Hamas: Palestinians United to Defend Al-Quds, Al-Aqsa
AL-QUDS (Dispatches) – Ismail Haniyeh, the head of the Hamas resistance movement, has stressed that all Palestinians are united to defend the Al-Aqsa Mosque and Al-Quds.
In a phone call with Ekremeh Sabri, the preacher of Al-Aqsa Mosque, on Sunday, Haniyeh condemned the Zionist regime’s raid on his house and interrogation of the senior cleric.
Haniyeh said the raid is “an attack on one of the senior figures in our Al-Quds and Al-Aqsa,” expressing his solidarity with Sabri and all scholars in Al-Quds as well as participants in a sit-in at Al-Aqsa.
“Our Palestinian people as a whole stand behind our scholars and sit-inners in defending Al-Quds and the Al-Aqsa Mosque” and its Islamic identity, he said.
Earlier on Sunday, Sabri said Zionist regime authorities had questioned him. The interrogation, which lasted for about five hours, focused on his prayers at the prayer space at the Bab al-Rahma gate amid an Israeli court’s decision to close it.
Weeks of Zionist harassment of Palestinians in Al-Quds and attempts to appropriate Palestinian lands in the Sheikh Jarrah neighborhood were followed by the the occupying regime’s bombardment of the besieged Gaza Strip in May this year.
The Zionist aggression on Gaza killed over 250 Palestinians and wounded more than 1,900 others.
In another development, the Palestinian Authority reacted to remarks made by Zionist prime minister Naftali Bennett calling a Palestinian state “a terror state.”

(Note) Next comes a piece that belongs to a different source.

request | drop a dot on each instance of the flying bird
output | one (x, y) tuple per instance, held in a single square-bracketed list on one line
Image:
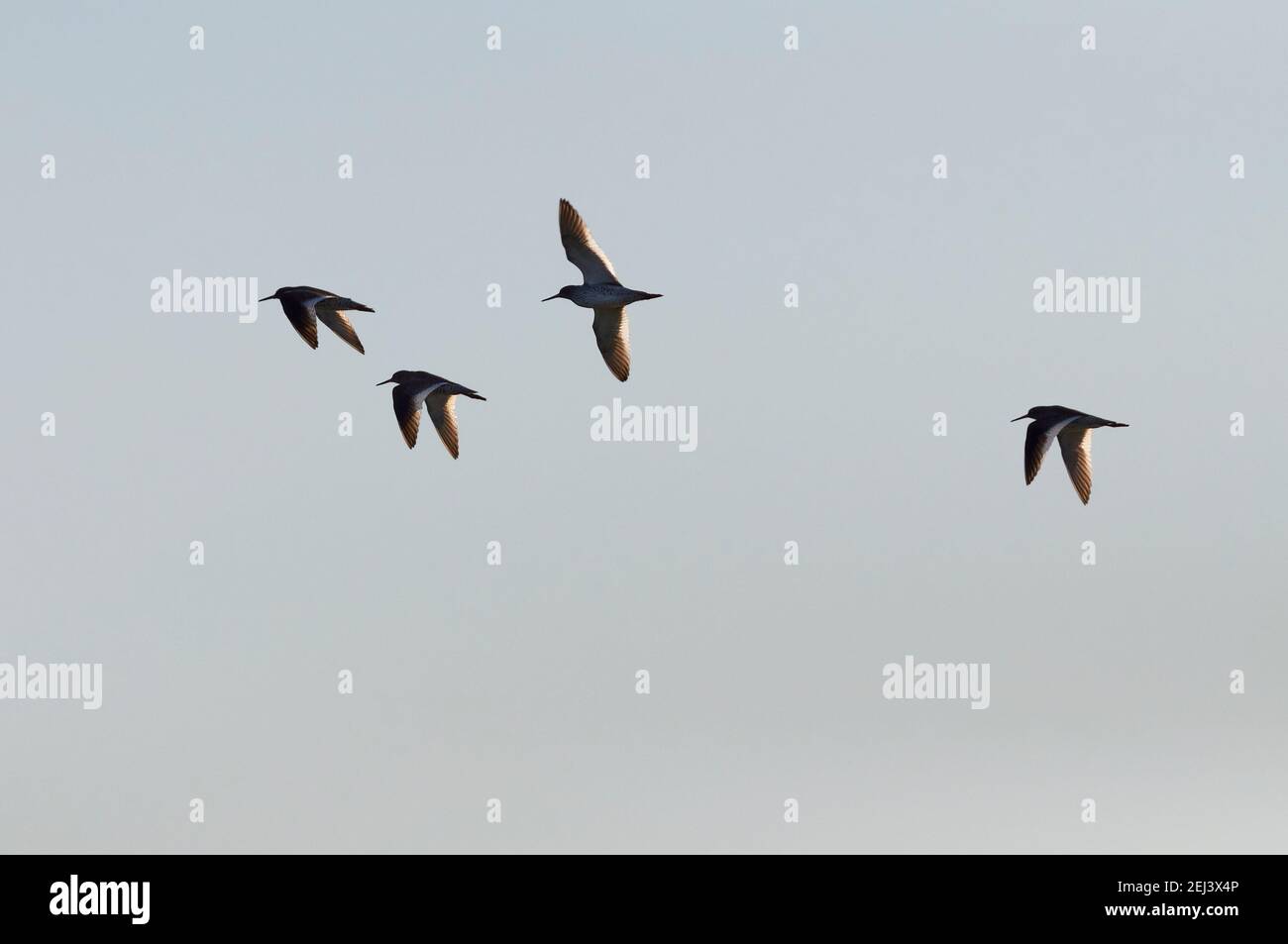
[(439, 398), (599, 290), (305, 307), (1073, 429)]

In a statement on Sunday, Nabil Abu Rudeineh said “the occupation [itself] is the essence of terrorism,” the Palestinian Ma’an news agency reported.
“The Palestinian state, with East Al-Quds as its capital, is a state recognized by the countries of the world, and has been an observer member of the United Nations since November 29, 2012,” the statement added.
Palestinians, he added, were, therefore, needless of the occupying regime official’s remarks to either justify or invalidate their rights.
Meanwhile, according to reports, the United States is reportedly exercising pressure on Sudan to officially normalize its relations with the Zionist regime, a process that is conditioned on a Sudanese parliamentary approval.
Reporting on Sunday, the occupying regime’s public broadcaster Kan said, “Washington’s pressures come after a year, during which the United States invested money in Sudan, without making any real progress” in the normalization process.
The broadcaster’s report did not offer any details about either the type of the American “investment” in Sudan or the form of the pressure that was being applied by Washington upon Khartoum.
It, however, pointed to existence of “differences” between the military and civilian components of the Transitional Sovereign Council, which has been tasked with pro tempore running of the country’s affairs, over the normalization process.
Sudan agreed to sign a normalization agreement with the Zionist regime last October, a month after the United Arab Emirates and Bahrain signed such détente deals with Tel Aviv with Washington’s facilitation.